Sanchez, Pedroza, Arguello, Saldivar, Canto, Harada, Rudkin, Pep, Saad, Ohba, Marcel and Buchanan were all monsters in the championship rounds who got either got stronger as the late rounds went on and kept ratcheting up their output round by round or/and maintained perpetual movement and fought at a pace moving laterally and backwards punching on the move for the full 15. I still think that Buchanan is underrated in this regard because of his short peak and style. He was immensely strong despite not being a huge puncher and was still up on his toes triple jabbing, jigging and maintaining cyborg like punch stats in the 15th grinding the likes of Laguna, Watt and Navarro down. The way he was able to outgrit Laguna in the heat in Puerto Rico was immense. Even when getting knocked about Duran he didn't look tired or discouraged, nor when he couldnt see in the late rounds against Ishimatsu and was being hit at will like a bobble head doll.
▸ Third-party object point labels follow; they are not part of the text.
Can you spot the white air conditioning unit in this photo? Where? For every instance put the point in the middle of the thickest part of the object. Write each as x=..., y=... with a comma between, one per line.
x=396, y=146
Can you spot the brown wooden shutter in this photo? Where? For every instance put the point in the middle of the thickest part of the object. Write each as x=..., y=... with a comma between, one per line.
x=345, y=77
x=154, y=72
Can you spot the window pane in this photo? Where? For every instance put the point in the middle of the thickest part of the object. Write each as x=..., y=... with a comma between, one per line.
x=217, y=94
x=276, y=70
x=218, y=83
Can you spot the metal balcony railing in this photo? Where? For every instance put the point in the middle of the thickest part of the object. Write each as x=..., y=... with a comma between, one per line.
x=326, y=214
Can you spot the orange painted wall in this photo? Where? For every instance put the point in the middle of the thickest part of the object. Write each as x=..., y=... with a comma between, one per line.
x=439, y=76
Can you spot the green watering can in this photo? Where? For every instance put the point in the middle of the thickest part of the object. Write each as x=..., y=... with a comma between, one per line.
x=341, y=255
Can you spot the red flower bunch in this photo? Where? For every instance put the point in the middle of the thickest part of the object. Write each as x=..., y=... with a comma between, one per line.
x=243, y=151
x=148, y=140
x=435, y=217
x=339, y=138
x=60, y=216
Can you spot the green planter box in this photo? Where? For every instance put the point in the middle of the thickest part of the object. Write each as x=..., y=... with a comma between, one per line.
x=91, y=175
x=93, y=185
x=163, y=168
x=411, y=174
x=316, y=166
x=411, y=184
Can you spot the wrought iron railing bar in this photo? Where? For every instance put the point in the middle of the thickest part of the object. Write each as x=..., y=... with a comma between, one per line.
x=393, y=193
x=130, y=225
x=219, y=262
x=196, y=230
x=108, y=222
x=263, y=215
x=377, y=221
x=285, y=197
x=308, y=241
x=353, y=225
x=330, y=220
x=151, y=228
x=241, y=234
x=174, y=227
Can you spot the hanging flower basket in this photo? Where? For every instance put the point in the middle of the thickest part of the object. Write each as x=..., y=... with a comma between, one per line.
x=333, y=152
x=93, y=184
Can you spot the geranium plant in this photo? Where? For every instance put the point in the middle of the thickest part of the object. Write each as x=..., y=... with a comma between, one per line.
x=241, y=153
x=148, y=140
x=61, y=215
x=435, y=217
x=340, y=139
Joe Calzaghe, Aaron Pryor, Vito Antuofermo, Anthony Crolla, Sergio Martinez, Ricky Burns and Steve Collins spring to mind.
Guys that went 50-60 rounds back in the old days...can't believe anyone could fight that long. No mouthpieces, probably no cup protectors, small gloves.
Jem Carney is a real stand out from back then. A freakish ability to seemingly get stronger after fighting an insane duration
Surprised no one has mentioned Sugar Ray Leonard. The man could summon reserves of energy from nowhere. See: Leonard v Hearns rounds nine on…
Jeff Fenech was like a human windmill, he fought at a frantic pace and kept that pace going from start to finish. Daniel Zaragoza is another fighter that never seemed to tire.
The Marcos Geraldo fight comes to mind. Geraldo constantly pushing forward full steam like a mad man intent of landing something anything. SRL evades jabs and pounds him every time round after round effortlessly. Never even looks tired dispute never getting to rest for 5 seconds the entire fight.